Çağlayan, dünyada çok enteresan tehlikeler olmazsa cumhuriyet tarihinde yeni bir
rekor kıracaklarını belirterek, Merkez Bankasının 100 milyar dolarlık rezervi bulunduğunu, IMF'ye de sadece 4.5 milyar dolarlık bir borç olduğunu söyledi. Çağlayan, bunların hepsi ile siyasi ve ekonomik yapı yan yana konduğunda Türkiye'nin dünyanın en güçlü ülkelerinden birisi olduğuna işaret ederek, ''Hatta bunların en başında gelen ülkelerinden biridir. Bugün Türkiye üzerinden zaman zaman birilerinin, bizim dönemimizde çöpe atılmış olan
kriz kelimesini gündeme getirmesi, Türkiye'nin büyümesinden, gelişmesinden endişe edenlerin Türkiye karşıtlarının ortaya çıkartmış olduğu şeylerdir. Ama Türkiye artık bunu biliyor. 10 yıl evvel Türkiye'nin, Yunanistan'dan hiçbir farkı yoktu. Bütçe açıkları çift haneli rakamlardaydı. Toplam borcu milli gelirin yüzde 75'ine tekabül ediyordu'' diye konuştu.

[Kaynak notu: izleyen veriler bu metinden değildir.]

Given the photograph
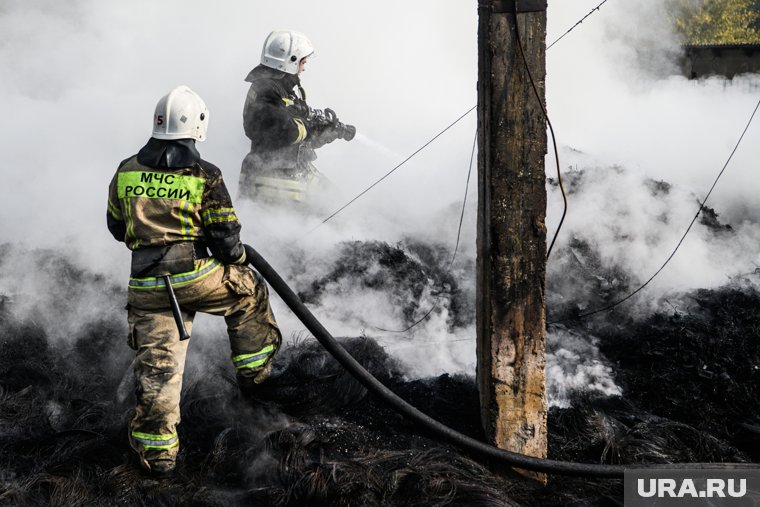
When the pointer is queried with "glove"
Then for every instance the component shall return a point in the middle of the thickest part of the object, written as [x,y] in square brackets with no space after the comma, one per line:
[243,259]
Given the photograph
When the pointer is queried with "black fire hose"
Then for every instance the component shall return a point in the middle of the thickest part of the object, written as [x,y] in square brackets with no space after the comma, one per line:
[444,432]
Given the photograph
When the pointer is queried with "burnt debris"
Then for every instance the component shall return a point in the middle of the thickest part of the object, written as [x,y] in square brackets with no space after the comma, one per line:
[313,436]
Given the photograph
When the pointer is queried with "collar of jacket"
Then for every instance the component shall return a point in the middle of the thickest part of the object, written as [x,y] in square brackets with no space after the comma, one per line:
[170,154]
[264,72]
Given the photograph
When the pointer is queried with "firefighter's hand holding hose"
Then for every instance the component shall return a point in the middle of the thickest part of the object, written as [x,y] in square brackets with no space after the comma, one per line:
[325,123]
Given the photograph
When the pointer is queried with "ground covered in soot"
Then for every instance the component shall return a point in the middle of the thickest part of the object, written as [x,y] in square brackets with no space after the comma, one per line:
[313,436]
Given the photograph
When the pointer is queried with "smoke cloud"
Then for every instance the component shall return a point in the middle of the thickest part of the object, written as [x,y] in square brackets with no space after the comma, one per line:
[79,83]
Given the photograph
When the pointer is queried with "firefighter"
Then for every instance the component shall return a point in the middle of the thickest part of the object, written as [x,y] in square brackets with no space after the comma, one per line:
[171,207]
[283,129]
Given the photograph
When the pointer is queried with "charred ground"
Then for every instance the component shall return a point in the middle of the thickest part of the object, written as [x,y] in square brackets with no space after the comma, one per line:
[313,436]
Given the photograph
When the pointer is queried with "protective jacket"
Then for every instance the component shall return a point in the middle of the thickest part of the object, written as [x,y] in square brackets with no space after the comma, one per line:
[167,195]
[168,205]
[282,144]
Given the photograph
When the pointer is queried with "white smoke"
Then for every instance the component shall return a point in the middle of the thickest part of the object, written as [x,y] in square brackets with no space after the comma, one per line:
[78,84]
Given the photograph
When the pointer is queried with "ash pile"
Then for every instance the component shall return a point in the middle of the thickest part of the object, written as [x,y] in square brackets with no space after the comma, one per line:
[686,381]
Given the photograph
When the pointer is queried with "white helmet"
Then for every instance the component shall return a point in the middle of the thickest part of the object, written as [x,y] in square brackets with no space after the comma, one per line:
[283,49]
[180,114]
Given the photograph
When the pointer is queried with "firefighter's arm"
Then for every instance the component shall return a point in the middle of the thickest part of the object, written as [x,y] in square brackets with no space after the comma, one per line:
[272,121]
[220,223]
[114,215]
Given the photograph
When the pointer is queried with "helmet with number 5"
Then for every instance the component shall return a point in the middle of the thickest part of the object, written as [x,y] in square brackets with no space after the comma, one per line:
[180,114]
[283,49]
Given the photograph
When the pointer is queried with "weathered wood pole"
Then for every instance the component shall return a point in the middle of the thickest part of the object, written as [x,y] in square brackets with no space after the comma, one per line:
[511,239]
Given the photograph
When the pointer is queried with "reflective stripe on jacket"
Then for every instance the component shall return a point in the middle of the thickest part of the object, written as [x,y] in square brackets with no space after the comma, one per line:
[167,194]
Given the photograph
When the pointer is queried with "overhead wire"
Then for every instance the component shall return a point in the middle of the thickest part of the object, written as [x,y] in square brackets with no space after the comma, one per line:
[680,242]
[456,247]
[556,157]
[576,25]
[559,175]
[439,134]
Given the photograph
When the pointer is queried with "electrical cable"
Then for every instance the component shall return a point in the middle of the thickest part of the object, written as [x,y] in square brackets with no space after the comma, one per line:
[576,25]
[551,129]
[441,431]
[673,253]
[559,174]
[439,134]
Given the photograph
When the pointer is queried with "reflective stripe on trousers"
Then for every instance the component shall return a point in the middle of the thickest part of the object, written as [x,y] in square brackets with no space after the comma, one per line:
[254,360]
[179,279]
[149,441]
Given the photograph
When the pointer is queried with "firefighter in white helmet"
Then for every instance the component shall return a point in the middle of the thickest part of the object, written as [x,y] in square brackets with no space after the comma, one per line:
[283,129]
[171,207]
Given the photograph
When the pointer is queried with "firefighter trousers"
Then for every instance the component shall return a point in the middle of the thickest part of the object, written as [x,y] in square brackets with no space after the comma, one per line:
[235,292]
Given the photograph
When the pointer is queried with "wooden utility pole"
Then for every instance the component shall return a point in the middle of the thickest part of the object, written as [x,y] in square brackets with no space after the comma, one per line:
[511,260]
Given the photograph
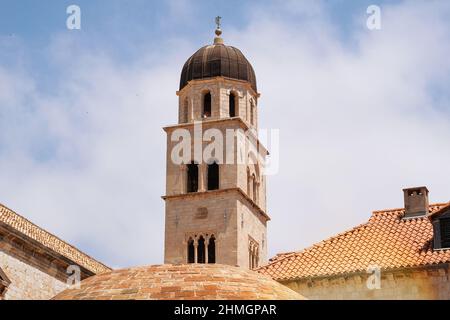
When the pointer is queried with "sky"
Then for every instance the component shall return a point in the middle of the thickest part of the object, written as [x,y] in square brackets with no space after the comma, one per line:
[362,113]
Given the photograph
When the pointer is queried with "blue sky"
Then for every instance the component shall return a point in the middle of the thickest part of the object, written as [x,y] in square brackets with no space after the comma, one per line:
[361,113]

Ekonomi Koordinasyon Kurulunun tüm senaryolara
hazırlıklı olduğunu vurgulayan Çağlayan, ekonomi yönetiminin son derece uyumlu ve koordinasyon içerisinde işinin başında olduğunu söyledi.
Ekonomi Koordinasyon Kurulunun son derece yoğun çalıştığını, kapasiteli bir şekilde tüm senaryolara hazırlık yaptığını belirten Çağlayan, şu değerlendirmede bulundu:
''Sadece bugünün şartları için değil, geçmişten beri çalışılıyor. Unutmayalım ki 2009 gibi dünyanın en büyük küresel krizinin Sayın Başbakanımızın ifade ettiği gibi Türkiye teğet geçmesi, sayın Başbakanımızın önderliğinde, ekonomi yönetimine vermiş olduğu talimatlar ve yapılan reformlarla gerçekleşmiştir. Önemli kararlarla işinin başında bulunan Ekonomi Koordinasyon Kurulu ve bizler bilin ki tüm rakamlarımızı çok daha net görüyoruz. Hiçbir endişeye mahal bırakacak bir şey yok. Aslında bunu söylemeyi bile abes görüyorum. 'Ekonomiyle ilgili bir sıkıntı yok' demek bile bana göre son derece gereksiz bir yaklaşımdır. Hiçbir tedirginliğe gerek yok. Tedirgin olacak insanlar, ülkeler zaten bellidir. Sadece Türkiye bir dünya devleti olduğu için, global
oyuncu olduğu için, Türkiye'nin ihracat yapmış olduğu pazarlardaki özellikle talep daralmasının Türk ihracatına getirebileceği negatif etkiler vardır. Bunları telafi etmek de bizim elimizdedir.''
-2023 YILINDA TÜRKİYE-
Bakan Çağlayan, Türkiye'nin 2023 yılında dünyanın ilk 10 ülkesi arasına gireceğini belirterek, ''Bunların tüm altyapıları kurulmuştur. Bu noktada ekonomi yönetimi her türlü meselesine hakim, bilen, izleyen bir yapıda işine devam ediyor. Asıl bu işten rahatsız olanlar Türkiye'yi geçmişte sömürmüş, Türkiye'nin yüksek faizinden para kazanmış olan fırsatçılardır'' ifadelerine yer verdi.
Millet olarak uyanık olunmasını isteyen Çağlayan, şu değerlendirmede bulundu:
''Onları rahatsız eden bugün Türkiye'de faizlerin düşmüş olmasıdır. Siyasi ve ekonomik istikrarı güçlü olan bir Türkiye onları rahatsız ediyor.
Borçlu bir Türkiye olsun ki dik olmasın, talimatını dışarıdan alsın, gündemi dışarıdan belirlensin istiyorlar. Ancak atı alan Üsküdar'ı geçmiştir. Bugün Türkiye siyasi ve ekonomik istikrarıyla her türlü altyapıyı fazlasıyla sağlamıştır. Ekonomik göstergeleri dünyanın en önemli göstergelerinden birine sahiptir. Dışarıdan ortaya çıkacak olan şoklara karşı her türlü hazırlığımızı yapmış durumdayız. 2009 küresel krizi bize bu konuda önemli bir tecrübe olarak, önemli kazanımlar vermiştir ve bu konuda en ufak bir kaygıya
prim vermeyecek durumdadır.''
Bakan Çağlayan ve beraberindekiler daha sonra
KOSGEB ve İşkur tarafından düzenlenen ''Girişimcilik Kursu''nu tamamlayanların
sertifika dağıtımına katılmak üzere Ceylan Alışveriş Merkezi'ne geçti.